C’est lors des interviews que le public considère le plus les journalistes comme partisans. Il faut rappeler, hélas, que conduire une interview n’est pas défendre un point de vue. Ce n’est pas une confrontation. C’est accepter d’entendre ce que quelqu’un a à dire sans se limiter à ce qu’on veut lui demander et parfois lui faire dire. Mais écouter n’est pas être complaisant. Si le rôle de l’intervieweur est de recueillir le point de vue de son interlocuteur, il est aussi d’en faire apparaître les incohérences et les contradictions. Cela n’est pas être partisan ou partial : dans cette joute verbale, le journaliste ne présente pas les points de vue divergents de ceux de son interlocuteur comme étant les siens. Il source les objections qu’il oppose aux propos tenus, et évite de relancer son interlocuteur par des affirmations en privilégiant le mode interrogatif.

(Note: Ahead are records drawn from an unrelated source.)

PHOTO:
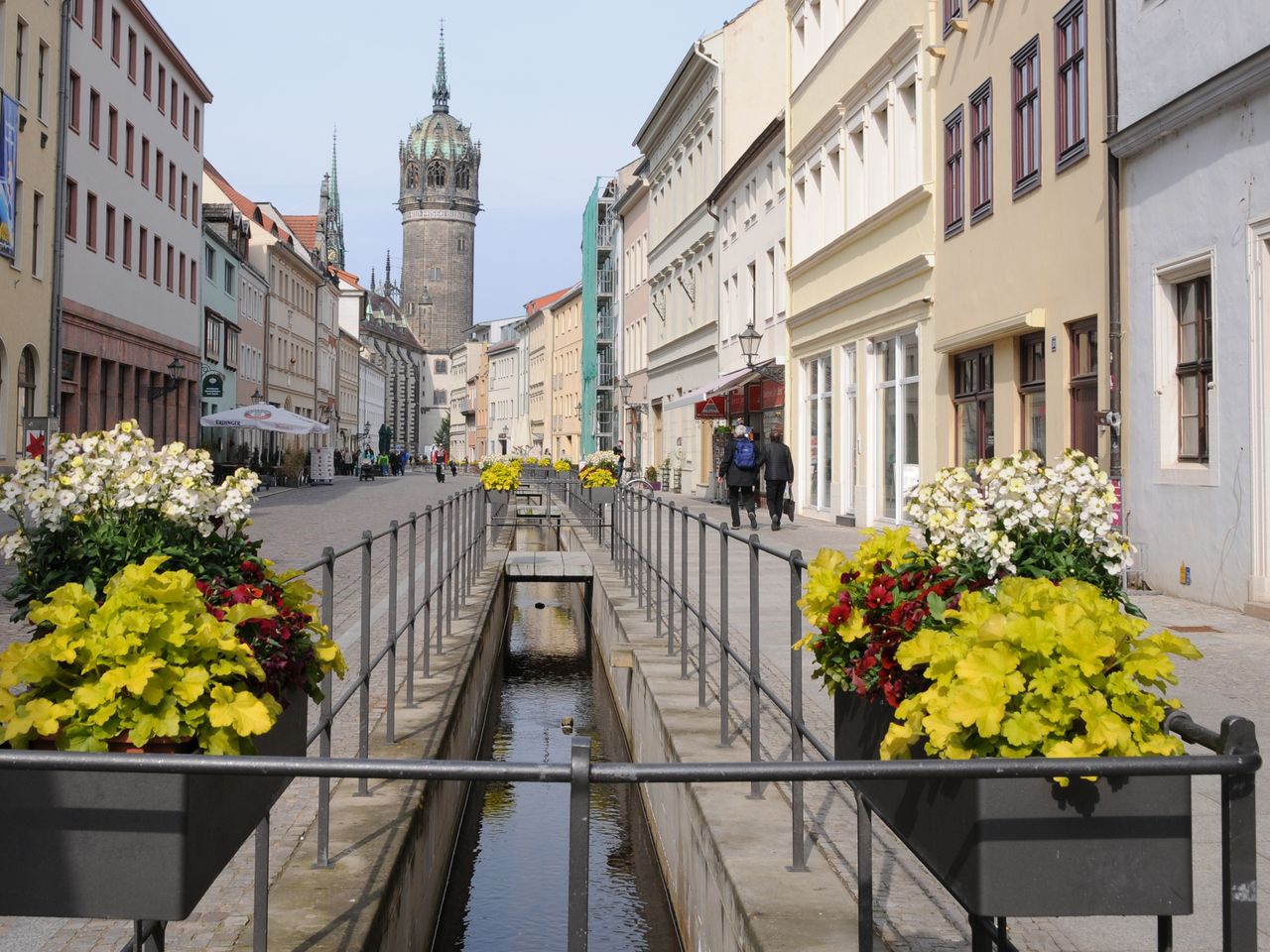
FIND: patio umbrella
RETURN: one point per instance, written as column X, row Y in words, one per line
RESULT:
column 264, row 416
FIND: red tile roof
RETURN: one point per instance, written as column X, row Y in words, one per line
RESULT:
column 545, row 301
column 305, row 227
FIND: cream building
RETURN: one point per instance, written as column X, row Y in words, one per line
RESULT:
column 30, row 62
column 566, row 384
column 724, row 91
column 1021, row 335
column 861, row 243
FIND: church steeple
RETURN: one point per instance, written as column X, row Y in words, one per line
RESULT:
column 441, row 87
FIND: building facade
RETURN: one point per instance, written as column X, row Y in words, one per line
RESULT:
column 131, row 317
column 440, row 198
column 30, row 125
column 861, row 255
column 1197, row 298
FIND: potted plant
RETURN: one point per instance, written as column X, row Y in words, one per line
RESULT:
column 1006, row 635
column 199, row 648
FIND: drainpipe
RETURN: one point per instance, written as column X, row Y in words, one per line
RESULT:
column 55, row 317
column 1114, row 293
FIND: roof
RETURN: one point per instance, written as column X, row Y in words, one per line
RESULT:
column 245, row 204
column 545, row 301
column 305, row 227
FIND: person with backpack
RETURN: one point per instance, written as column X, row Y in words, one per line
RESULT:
column 779, row 472
column 739, row 468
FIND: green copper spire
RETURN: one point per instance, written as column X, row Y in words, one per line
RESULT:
column 441, row 87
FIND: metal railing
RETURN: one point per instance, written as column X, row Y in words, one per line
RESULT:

Dès qu’il passe du rôle de témoin critique à celui d’acteur, par exemple en criant des slogans dans une manifestation qu’il couvre ou, on l’a vu hélas, en applaudissant le politicien qui vient de parler, il cesse d’être purement journaliste. Le mot clef de la déontologie du journalisme est indépendance. Tout ce qui brise cette indépendance doit être évité. La question est alors : être membre d’un parti, d’un syndicat ou d’une association est-il compatible avec cette indépendance ?

Les textes déontologiques parlent « d’esprit critique, de véracité, d’exactitude, d’intégrité, d’équité, d’impartialité » mais n’évoquent pas directement la possibilité pour un journaliste d’être encarté et militant au sein d’un parti politique. Ce serait édicter des règles qui reviendraient à priver les journalistes d’un droit essentiel de chaque citoyen : celui d’avoir son libre arbitre pour s’exprimer et s’engager. Quelques conseils de presse en Europe (pour l’essentiel dans d’anciennes démocraties populaires où ces conseils ont été créés après 1989…)  indiquent dans leur code éthique que « le journaliste n’a pas d’activité politique qui peut conduire à un conflit d’intérêts et mettre en doute son impartialité ou son objectivité .» Il y a dans certains journaux, par exemple à Contexte.com, des chartes qui imposent aux journalistes de déclarer leur conflits d’intérêts , ce qui va couvrir les engagements syndicaux et politiques.

Chacun reste libre d’adhérer où il veut, et gère les contradictions que cela crée selon sa conscience … jusqu’au moment où les faits qu’il recueille sont en opposition avec les intérêts du parti auquel il appartient!  La pratique est de séparer strictement les fonctions de journaliste et d’activiste. Celui qui milite dans un parti ne couvrira pas la politique et évitera les sujets sur lesquels ce parti s’investit. Un cas fréquent est le journaliste local qui devient conseiller municipal : il devra se déporter des sujets concernant sa commune pour éviter tout conflit d’intérêts ou apparence de conflit d’intérêts. Sans doute est-ce plus difficile à faire qu’à dire, sauf à renier ses convictions régulièrement, et on comprend que certains posent comme principe qu’un journaliste évite de s’engager personnellement.

La lecture des chartes de déontologie  — « un journaliste digne de ce nom (…)   tient l’esprit critique, la véracité, l’exactitude, l’intégrité, l’équité, l’impartialité, pour les piliers de l’action journalistique ; tient l’accusation sans preuve, l’intention de nuire, l’altération des documents, la déformation des faits, le détournement d’images, le mensonge, la manipulation, la censure et l’autocensure, la non vérification des faits, pour les plus graves dérives professionnelles » –  apporte alors une réponse claire : ce qui prime, c’est l’information du public et l’intérêt général, pas celui partisan de la formation à laquelle on adhère.